IQSS / dataverse-client-r

R Client for Dataverse Repositories
https://iqss.github.io/dataverse-client-r
61 stars 24 forks source link

Downloading multiple files #46

Closed adam3smith closed 2 years ago

adam3smith commented 4 years ago

Please specify whether your issue is about:

I think this is just a question, but might also be enhancement/bug report.: The dataverse API allows downloading multipel files as .zip. This is particularly relevant now as it preserves the folder structure where available. There is code in the get_file() function that accesses this functionality, but I don't actually think it's ever possible to get there: I find no way of specifying multiple fileids

So first question:

  1. Am I right about this? Or could someone give me syntax to do this in get_file()?
  2. If I'm right that this isn't possible, what would be a good way to do this? Allow a vector of ids as input for the file parameter?
pdurbin commented 4 years ago

I don't mean to muddy the waters but there is a conversation going on about the :ZipDownloadLimit that comes into play here: https://groups.google.com/d/msg/dataverse-community/V1gExuDnm0A/nR4FIU1QBgAJ .Just something to be conscious of.

The Dataverse API absolutely does allow you to ask the Dataverse server to zip up a bunch of files by passing a comma-separated list of database IDs for files: http://guides.dataverse.org/en/4.18.1/api/dataaccess.html#multiple-file-bundle-download

You could also create the zip file client side, but this is more work (though easier on the server). You'd need to get the file hierarchy from the directoryLabel field in the metadata: https://dev2.dataverse.org/api/datasets/export?exporter=dataverse_json&persistentId=doi%3A10.5072/FK2/V8C0XO

adam3smith commented 4 years ago

Thanks @pdurbin -- yes, aware of the file zip limit discussion, but at least I'm using this with QDR where we have a more generous limit.

The Dataverse API absolutely does allow you to ask the Dataverse server to zip up a bunch of files by passing a comma-separated list of database IDs for files: http://guides.dataverse.org/en/4.18.1/api/dataaccess.html#multiple-file-bundle-download

Yes, that's what I was referring to and the linked code in get_file() actually implements that, it just never gets called (I think)

pdurbin commented 4 years ago

@adam3smith ah, I just clicked and I see what you mean:

    fileid <- paste0(fileid, collapse = ",")
    u <- paste0(api_url(server), "access/datafiles/", file)

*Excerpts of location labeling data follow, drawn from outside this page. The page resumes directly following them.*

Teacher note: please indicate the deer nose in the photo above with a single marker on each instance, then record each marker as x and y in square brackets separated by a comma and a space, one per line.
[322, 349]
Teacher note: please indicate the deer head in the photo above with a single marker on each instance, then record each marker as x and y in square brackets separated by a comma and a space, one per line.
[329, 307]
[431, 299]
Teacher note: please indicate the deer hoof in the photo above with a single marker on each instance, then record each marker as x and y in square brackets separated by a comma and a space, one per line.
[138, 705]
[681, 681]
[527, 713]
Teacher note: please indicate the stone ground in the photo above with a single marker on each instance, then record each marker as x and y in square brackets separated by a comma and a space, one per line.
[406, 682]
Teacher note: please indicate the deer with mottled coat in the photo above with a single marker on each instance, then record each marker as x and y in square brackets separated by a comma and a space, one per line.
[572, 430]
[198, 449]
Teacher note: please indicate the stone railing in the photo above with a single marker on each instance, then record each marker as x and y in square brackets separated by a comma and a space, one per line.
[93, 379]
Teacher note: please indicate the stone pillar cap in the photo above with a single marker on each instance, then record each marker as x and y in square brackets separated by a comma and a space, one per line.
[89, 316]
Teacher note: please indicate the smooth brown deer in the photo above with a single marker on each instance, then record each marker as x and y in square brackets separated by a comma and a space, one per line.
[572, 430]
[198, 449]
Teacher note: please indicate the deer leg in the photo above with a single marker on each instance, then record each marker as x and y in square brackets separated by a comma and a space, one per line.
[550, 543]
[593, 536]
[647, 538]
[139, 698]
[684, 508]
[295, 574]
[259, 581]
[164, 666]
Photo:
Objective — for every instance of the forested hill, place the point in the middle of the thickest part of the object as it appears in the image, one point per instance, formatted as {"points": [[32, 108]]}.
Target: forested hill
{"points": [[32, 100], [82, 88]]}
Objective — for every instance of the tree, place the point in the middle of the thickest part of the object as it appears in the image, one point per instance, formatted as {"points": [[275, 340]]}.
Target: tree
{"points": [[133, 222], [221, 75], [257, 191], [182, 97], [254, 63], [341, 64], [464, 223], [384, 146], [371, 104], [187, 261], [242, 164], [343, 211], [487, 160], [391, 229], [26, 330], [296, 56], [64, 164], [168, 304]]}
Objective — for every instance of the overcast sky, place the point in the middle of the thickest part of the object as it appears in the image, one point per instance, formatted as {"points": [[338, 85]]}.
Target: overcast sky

Yes, that should do the trick, if it gets called. 😄

adam3smith commented 4 years ago

Ah got it -- this is possible in principle using a numeric vector (as one would expect), but there's a regression from https://github.com/IQSS/dataverse-client-r/commit/5ec375b21d5f9c5bb884f611d5aeb89c702da37b that missed one of the file --> fileid

I'll submit a PR with added documentation, test, and fix

kuriwaki commented 3 years ago

@adam3smith

Given that #47 "[does not] use the zip functionality of the API at all" and instead stores the each file content in a R list, does this mean we cannot implement a get_zip_* function that returns a zipped file (preferably one that keeps the nested directory structure)?

kuriwaki commented 2 years ago

The current functionality and examples (e.g. here in doc) should be enough for the immediate task for this issue.

Further considerations are to write a test for multi-file structures, and considering aget_zip_* function that wil return a zipfile (per https://github.com/IQSS/dataverse-client-r/issues/46#issuecomment-751581790). If that is a useful feature, please make a new Issue.